千二十話 ンボンゴ1
「本日はお招きいただきありがとうございます」
俺達に遅れること45分。
約束の時間の5分前という、実に社会人らしい行動理念を胸に現れたハーフエルフ兄妹、ウッドとツリーは、形だけの礼儀作法をおこないメンバー入りを果たした。
兄のウッドに至っては口に出してすらいない。
恰好もジャケットとジーンズというカジュアルなもの。アフターフォローをキッチリしないと次に繋がらないということを理解していないと見える。
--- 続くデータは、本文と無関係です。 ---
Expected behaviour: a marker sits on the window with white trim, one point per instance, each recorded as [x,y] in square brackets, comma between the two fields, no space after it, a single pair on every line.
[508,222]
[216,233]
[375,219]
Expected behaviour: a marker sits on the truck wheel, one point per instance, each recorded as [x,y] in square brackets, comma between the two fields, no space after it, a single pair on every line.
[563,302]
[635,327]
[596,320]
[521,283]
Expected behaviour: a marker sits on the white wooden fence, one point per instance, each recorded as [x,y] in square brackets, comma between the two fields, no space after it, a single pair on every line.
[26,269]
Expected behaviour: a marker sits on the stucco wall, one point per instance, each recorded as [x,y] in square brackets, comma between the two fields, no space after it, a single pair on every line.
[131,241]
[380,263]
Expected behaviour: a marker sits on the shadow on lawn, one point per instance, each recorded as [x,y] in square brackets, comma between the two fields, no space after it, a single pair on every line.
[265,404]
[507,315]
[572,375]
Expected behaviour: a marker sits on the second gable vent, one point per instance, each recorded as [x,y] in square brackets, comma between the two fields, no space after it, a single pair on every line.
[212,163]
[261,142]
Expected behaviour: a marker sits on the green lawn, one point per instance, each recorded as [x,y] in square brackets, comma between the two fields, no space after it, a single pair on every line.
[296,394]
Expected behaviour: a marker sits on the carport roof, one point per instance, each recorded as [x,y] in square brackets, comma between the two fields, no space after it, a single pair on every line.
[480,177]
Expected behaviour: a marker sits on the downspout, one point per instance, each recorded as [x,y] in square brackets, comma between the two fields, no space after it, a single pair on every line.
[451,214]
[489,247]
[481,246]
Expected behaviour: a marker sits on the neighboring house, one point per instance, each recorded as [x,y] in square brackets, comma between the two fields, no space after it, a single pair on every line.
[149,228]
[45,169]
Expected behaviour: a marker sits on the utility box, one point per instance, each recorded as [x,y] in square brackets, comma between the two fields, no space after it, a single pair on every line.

「ん? これか? これは『作法なんてお構いなしにグイグイ行く兄』と『お淑やかで話しやすい妹』で役割分担した方が楽だからそうしてるだけだぞ。
ま、接客テクニックの1つだと思ってくれ」
「エルフがそんな面倒臭い手法採用してんじゃねぇよ! 素の自分で勝負しろよ! つーかだとしたら妹下手過ぎるだろ! ぎこちなさが滲み出てるぞ!?」
「純血種の前だから緊張してるってのもあるが、まさか変な仮装までしてるとは思わなかったからな。いつもはもっと上手くやるさ。ちなみに俺もツリーもこれが素だ」
ウッドは肩を竦めながら、小学生が巻いたようなグチャグチャ頭のイヨたんに目を向ける。
エルフとハーフエルフがどういった関係にあるかはわからないが、もし初めて見た王族がこんな珍行動を取っていたら、俺なら距離を置く。
イブおよびセイルーン王家がそうでなくて本当に良かった。
「まぁ2人もすぐにこうなるんだけどな」
「「は……?」」
何故俺が1人でウッド達を出迎えたのか。
何故もてなす側のはずのルイーズが一切登場しなかったか。
真実はいつも1つだ。
イヨたんと同じように頭装備を与えられた2人は、エルフマニアの厳重なチェックを掻い潜り、何事もなく交流会がスタート!
……するはずもなく、
「ハァ……ハァ……! 鎮まりなさい、ワタクシの右腕……!」
後ろめたいことなど何一つないのに自慢の部位を隠すことはハーフエルフとしてのプライドが許さないらしく、いくら太客の頼みだろうと聞けないと一蹴した結果、ルイーズ嬢が中二病化させてしまった。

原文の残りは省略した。